De Blasio has not deployed a uniform strategy to address the incidents. With the driving footage, he deferred to his NYPD drivers and refused to question whether they had driven recklessly. He downplayed his call to the police on his friend's behalf, insisting he was simply trying to learn more about what happened. But he did acknowledge that the Upper East Side was not sufficiently plowed and appeared on "Today" to make nice with Roker.
"We live in a town and a culture where things can become distractions," said mayoral spokesman Phil Walkzak. "But I will say I do not think these hiccups have distracted from our larger policy agenda."

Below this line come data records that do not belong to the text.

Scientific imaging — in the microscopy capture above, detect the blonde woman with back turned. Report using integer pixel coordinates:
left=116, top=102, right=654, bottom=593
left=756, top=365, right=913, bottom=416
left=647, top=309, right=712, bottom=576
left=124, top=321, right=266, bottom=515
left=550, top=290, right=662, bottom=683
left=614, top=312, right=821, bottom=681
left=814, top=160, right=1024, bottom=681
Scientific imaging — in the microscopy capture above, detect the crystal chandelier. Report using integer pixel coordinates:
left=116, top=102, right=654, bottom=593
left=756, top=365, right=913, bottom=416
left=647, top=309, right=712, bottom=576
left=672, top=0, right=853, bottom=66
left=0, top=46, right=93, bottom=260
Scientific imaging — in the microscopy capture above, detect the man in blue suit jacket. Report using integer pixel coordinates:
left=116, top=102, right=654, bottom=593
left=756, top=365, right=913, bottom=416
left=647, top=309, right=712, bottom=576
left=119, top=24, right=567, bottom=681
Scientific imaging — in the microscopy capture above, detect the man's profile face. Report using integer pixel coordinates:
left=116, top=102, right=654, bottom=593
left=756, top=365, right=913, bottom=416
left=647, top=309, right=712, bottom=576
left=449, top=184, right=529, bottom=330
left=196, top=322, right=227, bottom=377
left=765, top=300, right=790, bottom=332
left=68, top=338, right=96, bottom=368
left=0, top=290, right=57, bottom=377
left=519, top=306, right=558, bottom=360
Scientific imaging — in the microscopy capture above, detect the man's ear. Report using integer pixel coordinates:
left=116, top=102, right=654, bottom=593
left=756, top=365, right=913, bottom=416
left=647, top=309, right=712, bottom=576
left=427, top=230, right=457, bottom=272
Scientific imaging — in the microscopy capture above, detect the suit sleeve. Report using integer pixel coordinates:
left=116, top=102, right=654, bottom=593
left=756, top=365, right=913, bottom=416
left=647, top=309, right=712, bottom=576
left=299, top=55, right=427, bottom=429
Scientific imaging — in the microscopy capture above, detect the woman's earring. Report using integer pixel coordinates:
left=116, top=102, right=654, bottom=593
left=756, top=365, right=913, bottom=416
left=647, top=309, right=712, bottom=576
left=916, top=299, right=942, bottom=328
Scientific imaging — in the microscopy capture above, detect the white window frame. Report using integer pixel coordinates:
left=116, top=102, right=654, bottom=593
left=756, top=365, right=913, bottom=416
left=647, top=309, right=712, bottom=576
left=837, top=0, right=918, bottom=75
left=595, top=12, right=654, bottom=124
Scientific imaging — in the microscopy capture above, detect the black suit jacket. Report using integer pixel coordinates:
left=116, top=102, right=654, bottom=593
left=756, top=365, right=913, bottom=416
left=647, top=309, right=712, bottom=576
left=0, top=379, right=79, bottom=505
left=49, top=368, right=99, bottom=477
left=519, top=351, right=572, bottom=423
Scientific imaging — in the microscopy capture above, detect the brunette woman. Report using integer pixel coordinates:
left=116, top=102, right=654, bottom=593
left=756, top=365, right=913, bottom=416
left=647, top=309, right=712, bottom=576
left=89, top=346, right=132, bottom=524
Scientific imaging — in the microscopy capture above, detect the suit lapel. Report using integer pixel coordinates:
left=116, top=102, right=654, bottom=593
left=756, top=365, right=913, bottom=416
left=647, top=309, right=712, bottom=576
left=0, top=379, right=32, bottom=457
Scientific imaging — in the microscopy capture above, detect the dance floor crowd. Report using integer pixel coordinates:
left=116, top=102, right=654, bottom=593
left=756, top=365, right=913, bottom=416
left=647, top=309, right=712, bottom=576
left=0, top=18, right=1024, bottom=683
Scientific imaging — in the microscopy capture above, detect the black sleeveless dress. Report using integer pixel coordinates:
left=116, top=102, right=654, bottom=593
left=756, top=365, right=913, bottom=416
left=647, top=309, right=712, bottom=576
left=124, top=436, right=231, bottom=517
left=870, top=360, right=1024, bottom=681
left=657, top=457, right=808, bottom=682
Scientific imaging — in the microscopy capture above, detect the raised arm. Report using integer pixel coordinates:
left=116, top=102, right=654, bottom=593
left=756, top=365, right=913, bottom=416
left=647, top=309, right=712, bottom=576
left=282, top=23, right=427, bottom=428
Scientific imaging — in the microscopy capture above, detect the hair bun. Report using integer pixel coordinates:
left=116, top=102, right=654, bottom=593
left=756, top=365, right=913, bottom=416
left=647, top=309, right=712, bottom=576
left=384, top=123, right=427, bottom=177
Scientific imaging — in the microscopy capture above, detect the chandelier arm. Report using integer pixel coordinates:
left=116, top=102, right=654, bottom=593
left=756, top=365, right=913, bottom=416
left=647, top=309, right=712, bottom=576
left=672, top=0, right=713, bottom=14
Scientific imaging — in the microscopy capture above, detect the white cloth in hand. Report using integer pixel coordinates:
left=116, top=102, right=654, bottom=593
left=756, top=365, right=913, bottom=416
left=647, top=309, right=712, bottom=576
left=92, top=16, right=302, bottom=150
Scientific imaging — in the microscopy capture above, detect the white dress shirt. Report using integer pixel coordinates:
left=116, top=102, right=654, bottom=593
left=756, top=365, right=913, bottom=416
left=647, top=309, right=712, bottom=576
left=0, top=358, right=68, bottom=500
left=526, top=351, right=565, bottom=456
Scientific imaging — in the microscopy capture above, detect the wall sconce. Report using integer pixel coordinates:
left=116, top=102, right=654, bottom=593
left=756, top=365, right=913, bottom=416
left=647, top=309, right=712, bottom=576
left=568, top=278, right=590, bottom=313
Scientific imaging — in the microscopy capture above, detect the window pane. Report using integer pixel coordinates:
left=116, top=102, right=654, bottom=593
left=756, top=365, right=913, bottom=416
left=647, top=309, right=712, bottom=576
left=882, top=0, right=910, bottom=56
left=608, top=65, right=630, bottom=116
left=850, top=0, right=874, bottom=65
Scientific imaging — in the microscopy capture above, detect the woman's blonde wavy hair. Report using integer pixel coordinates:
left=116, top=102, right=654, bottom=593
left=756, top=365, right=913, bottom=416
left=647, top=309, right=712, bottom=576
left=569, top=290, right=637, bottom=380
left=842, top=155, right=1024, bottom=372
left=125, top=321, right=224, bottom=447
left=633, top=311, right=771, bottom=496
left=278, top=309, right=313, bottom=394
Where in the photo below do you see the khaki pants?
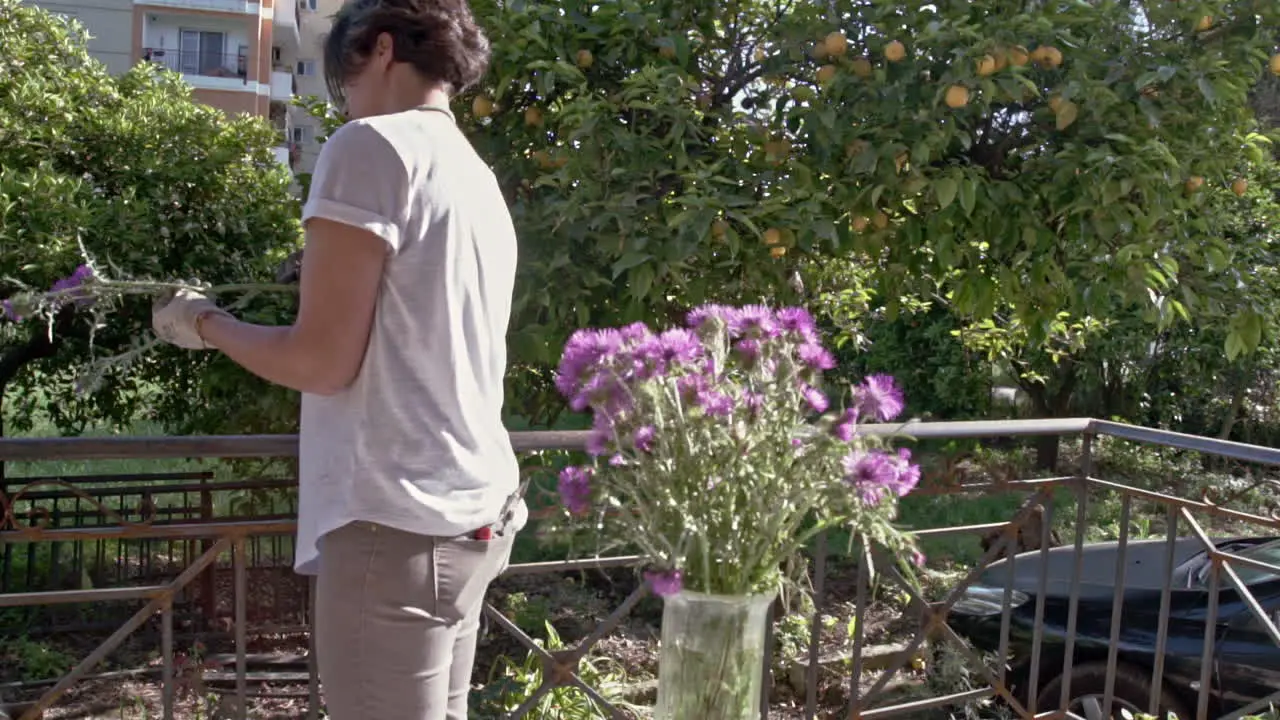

Some political observers agree, believing that de Blasio's agenda — fueled by the mandate he captured with his landslide win — will not be seriously impacted.
"These are minor bumps. He is settling in and there's a natural adjustment period," said Bob Liff, a longtime Democratic consultant. "The press can be self-serving at times: in actuality, the most important things he's done so far aren't these scandals, but his appointments, and they have been top-notch and reassuring. ... This is a man who wants to do a good job running the city."
Even Rudolph Giuliani, the Republican former mayor who frequently trades barbs with de Blasio, came to the current mayor's aid during the flap over the call to the NYPD.
"I don't see that it's a big deal," Giuliani told The New York Times. "He's a new mayor. Give him a break."